Lula Gertrude Warlick (December 12, 1884 – July 21, 1957) was an American nurse, educator, and nursing administrator, based in Philadelphia for much of her career.

==Early life and education==
Lula Warlick was born in Lincolnton, North Carolina, the daughter of Eliza Ann Jackson. She trained as a teacher at Scotia Seminary, graduating in 1907. In 1910, she graduated from Lincoln Hospital School for Nurses in New York, with further studies in a summer program at the University of Iowa in 1925.
==Career==
Warlick worked at Provident Hospital in Chicago from 1911 to 1917, and at Kansas City's Old General Hospital from 1917 to 1920. She also taught health and hygiene classes in Kansas City schools from 1924 to 1926, and trained Black women as nurses' aides during World War I.

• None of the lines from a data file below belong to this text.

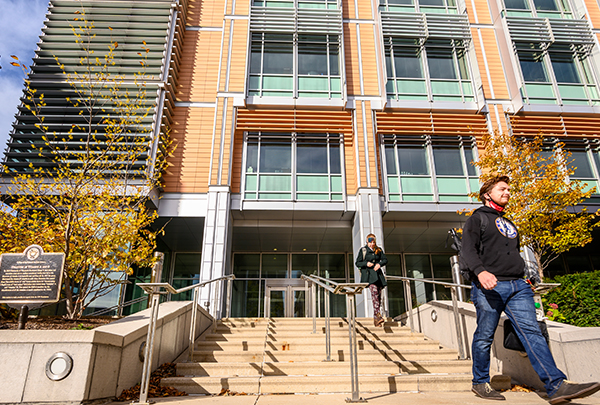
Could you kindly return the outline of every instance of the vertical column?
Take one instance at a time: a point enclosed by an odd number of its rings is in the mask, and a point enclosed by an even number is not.
[[[210,186],[204,235],[202,238],[202,267],[200,282],[208,281],[226,274],[231,250],[231,192],[227,186]],[[200,291],[200,304],[208,301],[209,311],[214,317],[220,318],[223,302],[223,287],[225,283],[211,283]]]
[[[358,250],[365,245],[368,234],[377,237],[377,245],[383,248],[383,220],[381,217],[381,199],[377,188],[360,188],[356,193],[356,213],[352,224],[352,248],[354,260]],[[384,249],[385,251],[385,249]],[[354,281],[360,282],[360,270],[354,266]],[[364,290],[356,296],[357,316],[373,316],[370,293]]]

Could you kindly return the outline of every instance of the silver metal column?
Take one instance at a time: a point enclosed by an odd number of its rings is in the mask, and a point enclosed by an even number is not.
[[[458,264],[458,255],[450,258],[450,267],[452,267],[452,282],[454,284],[462,284],[462,276],[460,275],[460,266]],[[464,301],[465,292],[463,288],[458,289],[458,300]]]
[[[154,287],[154,289],[156,289]],[[142,381],[140,382],[140,399],[137,404],[148,405],[148,389],[150,387],[150,374],[152,373],[152,352],[154,351],[154,335],[156,332],[156,320],[158,319],[158,307],[160,294],[150,294],[152,310],[150,322],[148,323],[148,334],[146,335],[146,348],[144,349],[144,366],[142,370]]]
[[[350,379],[352,383],[352,398],[346,398],[346,402],[367,402],[359,396],[354,294],[346,295],[346,313],[348,314],[348,335],[350,337]]]
[[[323,294],[325,294],[325,352],[327,354],[327,358],[325,361],[331,361],[331,328],[329,323],[331,322],[329,317],[329,294],[330,292],[323,289]]]

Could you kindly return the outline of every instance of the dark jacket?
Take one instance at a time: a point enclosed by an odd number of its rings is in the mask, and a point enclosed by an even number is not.
[[[363,250],[366,251],[366,254],[363,257]],[[383,271],[380,269],[378,271],[373,270],[373,267],[367,267],[367,263],[372,262],[373,264],[379,263],[379,266],[383,267],[387,264],[388,260],[385,257],[385,253],[383,250],[379,252],[379,254],[375,254],[369,246],[365,246],[360,248],[358,254],[356,255],[356,267],[360,269],[360,282],[361,283],[369,283],[377,284],[379,287],[385,287],[387,285],[387,281],[385,281],[385,276],[383,275]]]
[[[481,234],[481,217],[488,224]],[[480,207],[463,227],[460,257],[476,275],[488,271],[499,281],[516,280],[524,275],[517,227],[491,207]]]

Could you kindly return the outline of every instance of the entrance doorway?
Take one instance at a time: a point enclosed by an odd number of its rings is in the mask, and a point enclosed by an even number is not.
[[[301,318],[309,316],[309,291],[303,280],[266,280],[265,317]]]

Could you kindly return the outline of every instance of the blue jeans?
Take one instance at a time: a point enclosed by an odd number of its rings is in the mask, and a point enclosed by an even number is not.
[[[548,395],[552,395],[567,377],[554,363],[550,348],[535,317],[533,291],[525,280],[498,281],[493,290],[472,283],[471,301],[477,311],[477,329],[473,335],[473,384],[490,381],[490,348],[502,311],[515,327],[533,369]]]

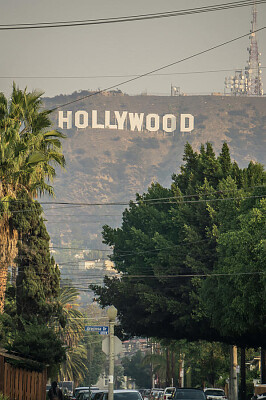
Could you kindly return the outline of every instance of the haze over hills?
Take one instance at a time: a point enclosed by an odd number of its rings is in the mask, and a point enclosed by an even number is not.
[[[75,92],[45,98],[46,108],[71,102],[90,92]],[[93,128],[92,110],[97,111],[97,124],[117,124],[115,111],[122,116],[127,112],[123,129]],[[58,128],[59,111],[71,111],[72,127]],[[75,113],[80,126],[75,126]],[[87,115],[87,114],[88,115]],[[144,113],[143,129],[130,130],[129,113]],[[150,132],[145,118],[152,114],[160,121],[159,129]],[[176,117],[177,128],[164,132],[164,115]],[[194,129],[180,132],[181,115],[194,117]],[[61,116],[62,116],[61,115]],[[154,117],[155,115],[155,117]],[[171,184],[171,175],[182,164],[184,145],[199,149],[202,143],[211,142],[216,153],[226,141],[231,156],[241,167],[250,160],[266,163],[266,98],[233,96],[128,96],[121,92],[106,92],[88,97],[62,107],[51,114],[56,129],[67,135],[63,142],[66,171],[58,171],[54,182],[56,201],[103,203],[128,203],[135,193],[143,193],[151,182],[164,186]],[[85,119],[88,118],[87,124]],[[170,118],[170,117],[169,117]],[[169,122],[169,121],[168,121]],[[148,123],[148,122],[147,122]],[[166,128],[167,129],[167,128]],[[50,207],[50,206],[49,206]],[[44,207],[48,209],[48,207]],[[101,227],[118,226],[125,206],[83,206],[62,208],[54,206],[47,211],[47,227],[52,242],[58,246],[77,244],[87,248],[104,248],[101,244]]]

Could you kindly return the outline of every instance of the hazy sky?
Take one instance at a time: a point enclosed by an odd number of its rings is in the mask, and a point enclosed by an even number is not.
[[[0,24],[108,18],[228,1],[0,0]],[[266,25],[266,4],[257,8],[257,26],[260,28]],[[243,7],[151,21],[1,31],[1,91],[9,94],[13,80],[21,88],[41,89],[46,96],[81,89],[103,89],[111,85],[128,94],[145,91],[148,94],[169,94],[171,84],[180,86],[182,92],[190,94],[223,91],[224,77],[231,75],[234,69],[244,69],[246,66],[248,37],[162,71],[174,75],[145,77],[121,87],[119,82],[126,78],[103,76],[148,72],[248,33],[250,21],[251,7]],[[266,66],[265,43],[266,29],[258,33],[262,67]],[[218,69],[231,69],[232,72],[177,74]],[[264,77],[266,69],[262,71]],[[44,78],[47,76],[61,78]]]

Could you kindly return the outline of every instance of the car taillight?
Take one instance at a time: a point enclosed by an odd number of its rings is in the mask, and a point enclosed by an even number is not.
[[[163,396],[164,400],[166,400],[166,394]]]

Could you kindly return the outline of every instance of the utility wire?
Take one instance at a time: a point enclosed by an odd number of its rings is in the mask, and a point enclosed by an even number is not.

Warlick became superintendent of nurses at Mercy Hospital in Philadelphia in 1920. She also taught in the hospital's school of nursing, and organized community outreach programs. She was active in the National Association of Colored Graduate Nurses; she spoke at the association's annual conference in 1931, and another paper by Warlick was read at conference in St. Louis in 1937. She attended the National Organization for Public Health Nursing conference in Chicago in 1942.

Warlick retired from nursing in 1943. She was honored in 1954, with a banquet in Philadelphia sponsored by the Chi Eta Phi nursing sorority.
==Publications==
- "New Nurses' Home of Mercy Hospital and School for Nurses" (1930)

==Personal life==
Warlick died in 1957, at the age of 72. in Philadelphia.